The Envisioning Language Revitalization Summit is scheduled for Monday, June 20, and Tuesday, June 21. The summit will allow administrators, educators and researchers who are documenting, revitalizing and maintaining languages to discuss the goals, implementation and assessment of language programs, with a particular focus on the use of language in instruction for children from birth to sixth grade, and on second-language education in the community.

The logo for the summit and symposium includes the traditional Cherokee language versions of “We are envisioning language revitalization,” “June 20-23,” and “North Carolina.”

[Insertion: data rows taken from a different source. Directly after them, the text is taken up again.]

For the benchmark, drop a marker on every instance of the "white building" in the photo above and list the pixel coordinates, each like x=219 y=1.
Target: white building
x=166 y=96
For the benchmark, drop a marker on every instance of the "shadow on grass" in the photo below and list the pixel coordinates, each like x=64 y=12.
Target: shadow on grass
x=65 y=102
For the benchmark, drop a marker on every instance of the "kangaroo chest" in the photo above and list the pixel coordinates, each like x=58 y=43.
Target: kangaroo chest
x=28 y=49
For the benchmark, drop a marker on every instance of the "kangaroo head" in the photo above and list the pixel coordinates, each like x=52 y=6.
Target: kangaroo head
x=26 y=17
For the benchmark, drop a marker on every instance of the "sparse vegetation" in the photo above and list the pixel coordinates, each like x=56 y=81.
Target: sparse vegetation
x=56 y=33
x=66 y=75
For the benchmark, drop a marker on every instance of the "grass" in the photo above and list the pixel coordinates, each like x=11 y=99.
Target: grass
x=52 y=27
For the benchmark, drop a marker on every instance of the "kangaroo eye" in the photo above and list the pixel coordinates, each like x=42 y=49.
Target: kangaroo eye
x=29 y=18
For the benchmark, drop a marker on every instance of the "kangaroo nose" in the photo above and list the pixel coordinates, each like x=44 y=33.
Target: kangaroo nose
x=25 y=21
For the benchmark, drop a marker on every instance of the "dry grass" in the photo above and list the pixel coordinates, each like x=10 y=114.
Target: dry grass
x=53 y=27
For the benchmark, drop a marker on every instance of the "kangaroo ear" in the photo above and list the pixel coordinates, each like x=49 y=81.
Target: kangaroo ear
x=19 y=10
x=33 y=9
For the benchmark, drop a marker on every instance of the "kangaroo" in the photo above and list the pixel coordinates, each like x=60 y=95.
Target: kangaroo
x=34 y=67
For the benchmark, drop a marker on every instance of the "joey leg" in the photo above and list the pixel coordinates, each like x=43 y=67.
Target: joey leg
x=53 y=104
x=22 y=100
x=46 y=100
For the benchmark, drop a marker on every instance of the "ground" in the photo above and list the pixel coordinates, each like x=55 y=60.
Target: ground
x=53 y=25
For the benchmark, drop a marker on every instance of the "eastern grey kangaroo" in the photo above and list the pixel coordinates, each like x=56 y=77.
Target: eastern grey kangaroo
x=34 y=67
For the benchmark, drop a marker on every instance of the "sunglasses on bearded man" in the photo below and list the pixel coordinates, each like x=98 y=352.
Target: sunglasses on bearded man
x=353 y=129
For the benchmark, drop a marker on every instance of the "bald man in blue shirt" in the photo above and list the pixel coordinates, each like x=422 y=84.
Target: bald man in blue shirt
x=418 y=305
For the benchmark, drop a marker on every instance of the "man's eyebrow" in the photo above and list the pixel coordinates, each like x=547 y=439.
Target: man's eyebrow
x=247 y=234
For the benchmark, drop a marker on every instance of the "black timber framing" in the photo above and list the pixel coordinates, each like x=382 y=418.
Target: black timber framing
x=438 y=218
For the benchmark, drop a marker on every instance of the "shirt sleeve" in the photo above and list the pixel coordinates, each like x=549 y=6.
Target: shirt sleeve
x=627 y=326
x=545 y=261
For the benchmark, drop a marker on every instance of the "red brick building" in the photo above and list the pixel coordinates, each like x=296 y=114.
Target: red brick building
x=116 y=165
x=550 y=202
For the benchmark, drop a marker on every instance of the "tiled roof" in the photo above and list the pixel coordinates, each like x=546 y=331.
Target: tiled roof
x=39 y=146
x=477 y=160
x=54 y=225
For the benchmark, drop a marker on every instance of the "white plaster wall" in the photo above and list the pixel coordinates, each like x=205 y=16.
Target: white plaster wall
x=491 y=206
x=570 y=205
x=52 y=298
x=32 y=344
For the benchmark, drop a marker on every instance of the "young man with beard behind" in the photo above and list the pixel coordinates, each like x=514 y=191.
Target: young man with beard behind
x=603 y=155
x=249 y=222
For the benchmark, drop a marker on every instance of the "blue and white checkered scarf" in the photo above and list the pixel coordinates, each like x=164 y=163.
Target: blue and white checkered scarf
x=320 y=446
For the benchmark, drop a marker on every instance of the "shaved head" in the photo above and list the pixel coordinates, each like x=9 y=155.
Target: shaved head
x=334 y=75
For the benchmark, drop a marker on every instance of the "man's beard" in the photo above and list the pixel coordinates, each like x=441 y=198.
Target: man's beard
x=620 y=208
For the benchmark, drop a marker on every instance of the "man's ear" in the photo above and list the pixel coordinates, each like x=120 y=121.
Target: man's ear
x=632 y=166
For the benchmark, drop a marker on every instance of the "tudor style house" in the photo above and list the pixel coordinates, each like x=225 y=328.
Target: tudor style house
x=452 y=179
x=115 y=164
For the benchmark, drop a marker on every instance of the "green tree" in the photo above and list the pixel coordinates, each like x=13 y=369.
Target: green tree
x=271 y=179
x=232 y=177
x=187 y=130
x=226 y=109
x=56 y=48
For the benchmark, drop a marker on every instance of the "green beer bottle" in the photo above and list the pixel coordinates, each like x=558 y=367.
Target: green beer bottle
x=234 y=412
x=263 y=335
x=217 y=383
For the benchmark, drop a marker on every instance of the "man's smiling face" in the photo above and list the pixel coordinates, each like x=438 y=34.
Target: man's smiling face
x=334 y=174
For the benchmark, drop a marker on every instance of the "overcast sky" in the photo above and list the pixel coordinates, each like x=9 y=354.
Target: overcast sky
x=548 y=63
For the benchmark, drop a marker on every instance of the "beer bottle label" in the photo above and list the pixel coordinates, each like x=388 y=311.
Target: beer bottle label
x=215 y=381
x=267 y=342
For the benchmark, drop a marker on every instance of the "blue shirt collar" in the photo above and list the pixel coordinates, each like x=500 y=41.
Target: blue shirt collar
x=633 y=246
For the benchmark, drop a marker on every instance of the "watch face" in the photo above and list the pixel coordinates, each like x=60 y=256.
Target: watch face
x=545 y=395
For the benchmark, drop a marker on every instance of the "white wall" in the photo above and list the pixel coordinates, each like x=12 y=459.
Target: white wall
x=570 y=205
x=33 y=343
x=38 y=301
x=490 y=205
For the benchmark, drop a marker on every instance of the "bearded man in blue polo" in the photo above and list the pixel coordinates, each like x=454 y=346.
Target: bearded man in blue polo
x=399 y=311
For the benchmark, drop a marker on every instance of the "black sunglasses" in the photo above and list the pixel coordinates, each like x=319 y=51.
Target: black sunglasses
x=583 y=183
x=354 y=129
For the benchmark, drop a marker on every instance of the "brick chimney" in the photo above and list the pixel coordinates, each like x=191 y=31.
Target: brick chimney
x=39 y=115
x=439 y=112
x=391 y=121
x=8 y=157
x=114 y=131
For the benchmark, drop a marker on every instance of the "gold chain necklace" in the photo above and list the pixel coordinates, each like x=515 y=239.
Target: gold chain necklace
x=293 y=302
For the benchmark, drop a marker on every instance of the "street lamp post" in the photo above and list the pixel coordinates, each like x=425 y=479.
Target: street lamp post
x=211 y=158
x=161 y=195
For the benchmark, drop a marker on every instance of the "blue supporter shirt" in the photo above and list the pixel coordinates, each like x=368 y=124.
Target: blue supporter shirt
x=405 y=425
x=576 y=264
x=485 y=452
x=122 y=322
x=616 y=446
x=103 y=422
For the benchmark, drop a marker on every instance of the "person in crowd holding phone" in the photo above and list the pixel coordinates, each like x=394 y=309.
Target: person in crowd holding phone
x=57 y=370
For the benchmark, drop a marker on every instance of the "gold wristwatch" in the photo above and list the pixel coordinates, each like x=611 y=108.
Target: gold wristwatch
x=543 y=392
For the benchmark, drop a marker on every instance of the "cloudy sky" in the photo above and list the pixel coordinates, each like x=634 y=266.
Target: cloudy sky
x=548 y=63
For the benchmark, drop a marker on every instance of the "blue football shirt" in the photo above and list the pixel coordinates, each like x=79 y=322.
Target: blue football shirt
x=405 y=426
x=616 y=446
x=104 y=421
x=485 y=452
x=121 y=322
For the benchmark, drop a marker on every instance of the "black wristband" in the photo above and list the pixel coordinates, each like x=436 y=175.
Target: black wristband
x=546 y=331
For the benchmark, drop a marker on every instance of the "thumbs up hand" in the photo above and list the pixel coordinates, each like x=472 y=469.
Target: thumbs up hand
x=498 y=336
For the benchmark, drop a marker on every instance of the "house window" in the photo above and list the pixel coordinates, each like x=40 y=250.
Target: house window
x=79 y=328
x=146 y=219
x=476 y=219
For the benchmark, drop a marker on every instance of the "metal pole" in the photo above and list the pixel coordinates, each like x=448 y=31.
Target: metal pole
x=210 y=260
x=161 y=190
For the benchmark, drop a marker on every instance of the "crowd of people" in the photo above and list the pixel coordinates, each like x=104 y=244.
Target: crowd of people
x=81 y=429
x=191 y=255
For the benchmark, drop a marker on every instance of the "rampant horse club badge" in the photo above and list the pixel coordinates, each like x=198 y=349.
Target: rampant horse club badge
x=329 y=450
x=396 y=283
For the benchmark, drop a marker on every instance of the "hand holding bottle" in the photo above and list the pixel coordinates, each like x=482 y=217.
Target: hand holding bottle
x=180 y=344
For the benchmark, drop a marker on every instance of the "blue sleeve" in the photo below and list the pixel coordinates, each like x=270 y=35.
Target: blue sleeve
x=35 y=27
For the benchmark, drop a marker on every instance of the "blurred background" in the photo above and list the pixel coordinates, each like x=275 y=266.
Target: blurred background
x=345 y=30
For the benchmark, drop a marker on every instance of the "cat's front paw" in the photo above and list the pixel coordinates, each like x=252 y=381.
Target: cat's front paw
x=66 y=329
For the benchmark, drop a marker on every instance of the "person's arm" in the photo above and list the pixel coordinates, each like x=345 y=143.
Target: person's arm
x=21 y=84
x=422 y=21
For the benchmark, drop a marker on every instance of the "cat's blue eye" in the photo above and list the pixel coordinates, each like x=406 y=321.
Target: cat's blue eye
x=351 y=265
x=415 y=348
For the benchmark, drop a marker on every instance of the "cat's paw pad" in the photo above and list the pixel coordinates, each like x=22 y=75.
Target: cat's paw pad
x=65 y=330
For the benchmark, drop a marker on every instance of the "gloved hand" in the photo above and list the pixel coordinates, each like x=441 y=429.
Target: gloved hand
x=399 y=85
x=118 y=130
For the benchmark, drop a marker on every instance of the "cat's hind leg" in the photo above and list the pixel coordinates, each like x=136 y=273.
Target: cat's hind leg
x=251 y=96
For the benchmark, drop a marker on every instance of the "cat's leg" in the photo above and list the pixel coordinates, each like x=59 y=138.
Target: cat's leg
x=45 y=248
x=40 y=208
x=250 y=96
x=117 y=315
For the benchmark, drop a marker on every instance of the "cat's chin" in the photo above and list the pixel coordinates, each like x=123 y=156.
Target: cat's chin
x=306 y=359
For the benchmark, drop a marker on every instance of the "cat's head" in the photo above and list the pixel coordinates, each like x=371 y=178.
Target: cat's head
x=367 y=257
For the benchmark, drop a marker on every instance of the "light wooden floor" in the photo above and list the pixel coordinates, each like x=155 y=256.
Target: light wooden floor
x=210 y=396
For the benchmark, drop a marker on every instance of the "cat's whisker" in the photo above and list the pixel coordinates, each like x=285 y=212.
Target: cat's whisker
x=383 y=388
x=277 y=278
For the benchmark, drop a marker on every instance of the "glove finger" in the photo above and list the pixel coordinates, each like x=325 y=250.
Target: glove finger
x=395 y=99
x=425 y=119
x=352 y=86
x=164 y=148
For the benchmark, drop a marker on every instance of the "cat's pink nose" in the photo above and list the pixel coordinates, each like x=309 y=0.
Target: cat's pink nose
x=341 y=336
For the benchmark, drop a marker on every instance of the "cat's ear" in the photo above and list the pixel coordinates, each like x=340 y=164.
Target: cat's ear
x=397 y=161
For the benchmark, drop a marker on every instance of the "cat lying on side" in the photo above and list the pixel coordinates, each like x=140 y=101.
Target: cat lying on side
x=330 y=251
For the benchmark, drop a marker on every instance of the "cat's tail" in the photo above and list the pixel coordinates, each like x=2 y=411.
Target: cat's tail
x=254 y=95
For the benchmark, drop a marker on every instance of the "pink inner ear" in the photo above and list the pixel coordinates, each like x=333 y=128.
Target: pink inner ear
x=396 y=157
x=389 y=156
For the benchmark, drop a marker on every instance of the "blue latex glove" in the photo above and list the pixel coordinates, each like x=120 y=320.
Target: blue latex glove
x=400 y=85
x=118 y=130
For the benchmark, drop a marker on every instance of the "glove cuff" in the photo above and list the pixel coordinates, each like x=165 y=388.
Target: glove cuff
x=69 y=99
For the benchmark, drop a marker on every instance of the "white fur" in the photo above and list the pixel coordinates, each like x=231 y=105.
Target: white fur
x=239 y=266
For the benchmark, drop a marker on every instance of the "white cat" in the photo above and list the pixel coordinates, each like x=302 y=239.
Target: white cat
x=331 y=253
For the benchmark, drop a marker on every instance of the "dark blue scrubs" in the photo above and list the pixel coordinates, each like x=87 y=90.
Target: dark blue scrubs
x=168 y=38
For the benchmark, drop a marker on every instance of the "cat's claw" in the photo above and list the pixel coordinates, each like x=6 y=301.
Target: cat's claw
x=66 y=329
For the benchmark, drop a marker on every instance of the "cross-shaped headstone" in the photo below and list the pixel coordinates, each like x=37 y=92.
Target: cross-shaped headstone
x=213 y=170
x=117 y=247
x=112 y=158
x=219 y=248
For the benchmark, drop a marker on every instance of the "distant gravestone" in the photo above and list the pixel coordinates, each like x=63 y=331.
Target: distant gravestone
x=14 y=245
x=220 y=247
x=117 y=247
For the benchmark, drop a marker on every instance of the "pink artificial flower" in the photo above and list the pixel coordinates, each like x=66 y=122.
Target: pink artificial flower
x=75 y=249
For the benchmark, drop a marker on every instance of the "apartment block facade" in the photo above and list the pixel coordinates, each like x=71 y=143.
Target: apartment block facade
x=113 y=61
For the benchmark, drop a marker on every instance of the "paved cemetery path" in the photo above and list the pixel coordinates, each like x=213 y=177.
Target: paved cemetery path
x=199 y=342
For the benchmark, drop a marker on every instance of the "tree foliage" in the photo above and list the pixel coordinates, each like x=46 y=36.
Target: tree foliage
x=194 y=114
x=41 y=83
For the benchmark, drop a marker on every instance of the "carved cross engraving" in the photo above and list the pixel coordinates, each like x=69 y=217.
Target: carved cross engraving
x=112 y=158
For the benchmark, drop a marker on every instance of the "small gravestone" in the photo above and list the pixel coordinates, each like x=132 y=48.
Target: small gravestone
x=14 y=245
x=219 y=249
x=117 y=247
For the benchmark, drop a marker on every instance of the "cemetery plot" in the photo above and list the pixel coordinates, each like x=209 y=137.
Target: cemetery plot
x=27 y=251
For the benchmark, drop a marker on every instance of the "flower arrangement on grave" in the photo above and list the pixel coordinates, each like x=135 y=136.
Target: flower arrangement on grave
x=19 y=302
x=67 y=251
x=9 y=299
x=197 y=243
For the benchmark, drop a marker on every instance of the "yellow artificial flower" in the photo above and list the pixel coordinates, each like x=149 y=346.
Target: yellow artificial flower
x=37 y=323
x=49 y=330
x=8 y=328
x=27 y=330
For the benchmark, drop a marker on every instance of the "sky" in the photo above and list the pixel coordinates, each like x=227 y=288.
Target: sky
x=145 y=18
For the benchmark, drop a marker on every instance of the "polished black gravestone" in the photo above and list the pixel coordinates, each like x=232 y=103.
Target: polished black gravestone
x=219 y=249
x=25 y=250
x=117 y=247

The logo for the summit and symposium includes the traditional Cherokee language versions of “We are envisioning language revitalization,” “June 20-23” and “North Carolina.”

Attendance at the summit is by invitation-only, but it will be followed by the Envisioning Language Revitalization Symposium, which is free and open to everyone who is interested in preserving endangered languages. The symposium will be held beginning at 9 a.m. on Wednesday, June 22, and Thursday, June 23, in the Peele, Westmoreland Suhre, Hartshorn Hospitality Room of WCU’s Ramsey Regional Activity Center. Each day’s session will be preceded by a continental breakfast.

Symposium participants will present their work on language documentation and language program implementation, with a focus on multimodal and multifunctional language techniques and materials that can be used in the classroom for general kindergarten through sixth-grade education, and which can be used by potential speakers of the language in the community.

Symposium presenters will include Tom Belt, visiting instructor of Cherokee in WCU’s Cherokee Language Program; Margaret Bender, an anthropologist from Wake Forest University; Rainy S. Brake of the New Kituwah Immersion School; Sara L. Snyder of Columbia University; Eastern Band member Nannie Taylor; and Hartwell Francis, director of the WCU program.

Both gatherings were organized by WCU’s Cherokee Language Program and the Kituwah Preservation and Education Program of the Eastern Band of Cherokee Indians. The project is sponsored in part by the Cherokee Preservation Foundation.